La première, et sans doute la plus répandue, peut être qualifiée de consensuelle en ce sens qu’elle n’aboutit pas à des contentieux, sources de jurisprudence. Dans ce cas, un accord est trouvé entre le garant, le prêteur et l’emprunteur pour définir les modalités pratiques de désintéressement du prêteur ainsi que pour statuer sur le sort de l’opération qui a été financée en recourant à une garantie d’emprunts. Les exemples de telles procédures sont nombreux et l’on peut considérer que le peu d’échos qu’elles produisent sont le signe de leur efficacité.
Mais il arrive aussi, et la jurisprudence en témoigne, qu’aucun accord ne peut être trouvé et la mise en jeu de la garantie d’emprunts s’inscrit alors dans un contexte conflictuel. La procédure utilisée est celle que la réglementation prévoit. Les principales étapes de cette procédure sont les suivantes :
– il convient, dans un premier temps de confirmer le caractère exigible de la dette de la collectivité territoriale dont la garantie d’emprunts est mise en jeu ;
le cas échéant, une telle constatation peut être matière à procès qui se déroule alors devant le juge judiciaire ;
– une fois la créance du prêteur exigible, la procédure d’inscription de la dépense obligatoire correspondante peut commencer :
. tout intéressé peut saisir la chambre régionale des comptes qui dispose d’un mois pour se prononcer et mettre en demeure la collectivité territoriale concernée de réaliser l’inscription budgétaire ;
. à défaut de réponse sous un mois de la mise en demeure, la chambre régionale des comptes saisit le préfet pour qu’il procède à l’inscription d’office de la dépense obligatoire ;
– le mandatement d’une dépense obligatoire peut être effectué par le préfet, à défaut de l’avoir été par le maire dans le mois de la mise en demeure que celui-ci lui aurait adressée.

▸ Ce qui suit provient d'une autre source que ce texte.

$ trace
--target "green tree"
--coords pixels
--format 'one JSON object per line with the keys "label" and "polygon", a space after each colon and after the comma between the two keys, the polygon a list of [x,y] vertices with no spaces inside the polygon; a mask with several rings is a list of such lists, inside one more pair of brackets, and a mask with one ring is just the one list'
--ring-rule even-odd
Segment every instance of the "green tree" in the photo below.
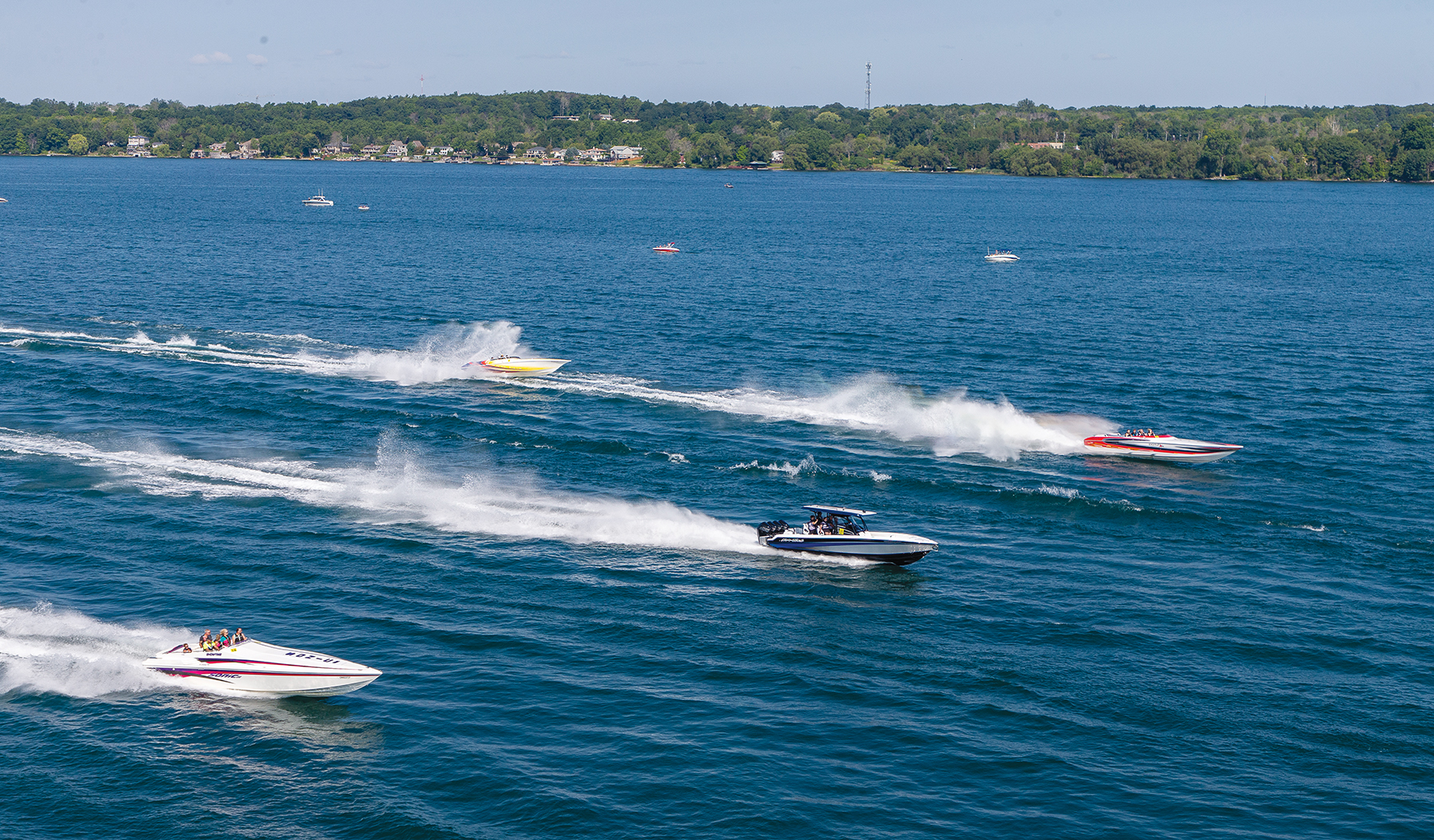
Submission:
{"label": "green tree", "polygon": [[1229,129],[1205,132],[1205,153],[1216,162],[1216,173],[1225,176],[1226,161],[1240,151],[1240,138]]}
{"label": "green tree", "polygon": [[1405,149],[1434,149],[1434,119],[1417,116],[1404,123],[1400,145]]}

Il convient de noter que l’usage de l’ensemble des procédures disponibles permet, à raison des délais qu’elles comportent et des recours possibles, de différer la mise en jeu effective de la garantie de la collectivité territoriale, ce qui ne constitue en rien une circonstance favorable au traitement des difficultés économiques et financières que le projet ou l’opération en cause connaît.
Les conséquences de la mise en jeu de la garantie d’emprunt
Il convient de souligner, qu’au moment de la mise en jeu de sa garantie, la collectivité dispose d’un choix entre le paiement des annuités impayées et le complet remboursement des crédits garantis. Notons que ce choix ne peut être remis en cause par une quelconque stipulation de l’engagement de garantie ainsi que cela ressort des termes mêmes de la loi (article 6 de la loi du 2 mars 1982 , alinéa 6 dans sa rédaction issue de la loi du 5 janvier 1988).

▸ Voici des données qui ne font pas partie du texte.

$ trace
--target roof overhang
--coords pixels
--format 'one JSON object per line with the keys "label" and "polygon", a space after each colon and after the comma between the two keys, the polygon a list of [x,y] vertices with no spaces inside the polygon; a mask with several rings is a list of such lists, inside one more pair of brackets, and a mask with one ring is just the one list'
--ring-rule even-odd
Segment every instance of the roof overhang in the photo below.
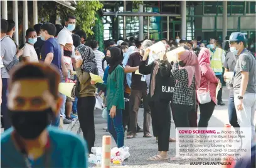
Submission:
{"label": "roof overhang", "polygon": [[[76,1],[55,1],[56,2],[62,4],[69,9],[75,11],[75,6],[77,5]],[[73,5],[73,6],[72,6]]]}

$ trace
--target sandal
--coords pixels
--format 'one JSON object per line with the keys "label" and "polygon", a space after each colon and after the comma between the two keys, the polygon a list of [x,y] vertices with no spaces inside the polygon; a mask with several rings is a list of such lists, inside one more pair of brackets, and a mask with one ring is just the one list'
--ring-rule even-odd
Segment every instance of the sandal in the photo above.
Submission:
{"label": "sandal", "polygon": [[168,161],[169,160],[169,157],[166,158],[162,157],[160,155],[154,156],[153,157],[149,157],[147,159],[147,161]]}
{"label": "sandal", "polygon": [[149,134],[146,134],[146,135],[143,136],[143,137],[152,137],[152,136]]}
{"label": "sandal", "polygon": [[133,139],[133,138],[136,138],[136,137],[135,136],[135,135],[132,135],[132,134],[131,134],[131,135],[129,135],[129,136],[127,136],[127,139]]}
{"label": "sandal", "polygon": [[176,142],[176,139],[174,137],[170,137],[169,139],[169,142]]}

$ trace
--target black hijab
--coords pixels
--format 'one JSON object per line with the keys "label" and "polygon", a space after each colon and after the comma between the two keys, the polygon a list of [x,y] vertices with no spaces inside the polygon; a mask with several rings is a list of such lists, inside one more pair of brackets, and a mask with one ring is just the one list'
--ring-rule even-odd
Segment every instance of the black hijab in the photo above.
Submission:
{"label": "black hijab", "polygon": [[122,49],[117,47],[112,47],[109,49],[110,51],[111,57],[109,58],[109,73],[110,74],[118,65],[122,66],[123,60],[123,52]]}

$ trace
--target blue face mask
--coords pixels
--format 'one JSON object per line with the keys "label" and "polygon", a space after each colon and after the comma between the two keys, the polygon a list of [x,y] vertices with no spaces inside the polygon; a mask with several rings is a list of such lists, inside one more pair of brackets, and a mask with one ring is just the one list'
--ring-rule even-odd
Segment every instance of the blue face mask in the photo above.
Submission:
{"label": "blue face mask", "polygon": [[32,39],[32,38],[29,38],[28,40],[28,42],[31,44],[34,44],[36,43],[37,41],[37,38]]}
{"label": "blue face mask", "polygon": [[235,56],[237,56],[238,53],[238,50],[240,47],[239,47],[238,49],[237,49],[236,47],[230,47],[230,52],[233,52]]}
{"label": "blue face mask", "polygon": [[209,44],[209,47],[210,48],[210,49],[214,49],[214,44]]}
{"label": "blue face mask", "polygon": [[70,31],[72,31],[75,29],[75,24],[68,24],[67,29],[68,29],[68,30],[69,30]]}
{"label": "blue face mask", "polygon": [[42,35],[41,35],[40,38],[42,41],[45,41],[45,37],[42,36]]}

Cette option importante mérite d’être, dans le cas de mise en jeu de la garantie accordée, examinée dans toutes ses conséquences de façon à permettre la meilleure décision : c’est ainsi que l’on peut supposer, en période de taux faibles, que l’intérêt du garant sera de se dégager d’engagements sur des crédits comportant des taux plus élevés.
Sur le plan financier, la mise en jeu effective d’une garantie d’emprunts comporte une double conséquence pour la collectivité territoriale :
– sur le plan budgétaire, le désintéressement du prêteur suppose une contrepartie qui peut être soit l’ouverture de ressources, soit encore la diminution des emplois précédemment inscrits ;
bien évidemment, une délibération de l’organe souverain de la collectivité territoriale est alors nécessaire pour effectuer les inscriptions budgétaires qui s’imposent ;
– sur le plan comptable, le versement de l’avance requière la mobilisation de ressources de trésorerie qui sont affectées à cet usage ;
l’inscription à laquelle il convient de procéder consiste en la constatation d’une avance consentie à l’emprunteur.

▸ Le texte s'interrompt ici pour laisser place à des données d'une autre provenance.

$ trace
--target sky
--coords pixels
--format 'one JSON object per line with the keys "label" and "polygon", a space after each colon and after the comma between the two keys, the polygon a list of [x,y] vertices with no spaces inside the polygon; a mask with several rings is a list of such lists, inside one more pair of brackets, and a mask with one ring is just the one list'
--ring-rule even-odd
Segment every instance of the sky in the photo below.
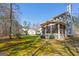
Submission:
{"label": "sky", "polygon": [[[66,12],[67,3],[19,3],[20,7],[20,23],[24,21],[30,24],[41,24],[52,17]],[[78,11],[79,4],[72,4],[73,13]],[[76,12],[75,12],[76,11]]]}

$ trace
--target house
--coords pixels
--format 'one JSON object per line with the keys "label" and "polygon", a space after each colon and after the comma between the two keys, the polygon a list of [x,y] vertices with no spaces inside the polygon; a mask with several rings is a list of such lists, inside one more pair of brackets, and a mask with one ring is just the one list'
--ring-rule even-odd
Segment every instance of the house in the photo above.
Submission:
{"label": "house", "polygon": [[41,24],[44,38],[64,39],[74,35],[74,22],[69,12],[61,13]]}
{"label": "house", "polygon": [[36,35],[36,31],[34,29],[29,29],[27,32],[28,35]]}

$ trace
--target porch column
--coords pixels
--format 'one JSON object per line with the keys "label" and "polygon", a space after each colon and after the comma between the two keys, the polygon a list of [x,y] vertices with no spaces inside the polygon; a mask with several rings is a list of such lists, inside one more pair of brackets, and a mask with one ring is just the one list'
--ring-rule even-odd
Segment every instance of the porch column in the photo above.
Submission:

Dès lors que le prêteur est désintéressé, la question se pose de définir les modalités juridiques et financières de l’avance ainsi consentie à l’emprunteur. Certes, la collectivité est alors substituée dans les droits du prêteur pour ce qui concerne la créance détenue. Bien qu’à notre connaissance la question n’ait pas encore été traitée, il est possible de s’interroger sur la faculté de la collectivité territoriale d’appliquer à l’avance consentie les conditions de rémunération prévues au contrat principal. Cette question est à mettre au regard :
– de la loi bancaire qui réserve aux seuls établissement de crédit la possibilité de réaliser des opérations de banque dont les crédits rémunérés font partie ;
notons toutefois que la loi bancaire autorise les opérations de banque effectuées de façon autre qu’habituelle par toute personne ;
sans doute les circonstances d’une mise en jeu de la garantie d’emprunts d’une collectivité territoriale est-elle susceptible d’entrer dans une telle prescription ;
– de la réglementation des aides directes des collectivités territoriales aux entreprises ;
s’il est clair que les garanties d’emprunts consenties par les collectivités territoriales constituent des aides indirectes que la loi autorise expressément, en revanche, les textes manquent de précision pour ce qui concerne les fonds versés par application de ces garanties : sur le plan financier, l’avance découlant d’une mise en oeuvre d’une garantie d’emprunt est bien représentative d’une aide directe, surtout si elle ne comporte aucune rémunération ;
néanmoins, les circonstances de son versement rendent sans doute difficile d’argumenter l’existence d’une volonté de consentir une telle aide directe.
La dation en paiement
Dans certains cas, les fonds qui ont servis au dédommagement des prêteurs peuvent être remboursés, non pas en numéraire, mais au moyen de la remise de biens et droits, notamment immobiliers. Il convient d’ailleurs de noter que certaines collectivités territoriales prévoient, dans les conditions des garanties des emprunts qu’elles accordent, de semblables mécanismes de protection de leurs intérêts.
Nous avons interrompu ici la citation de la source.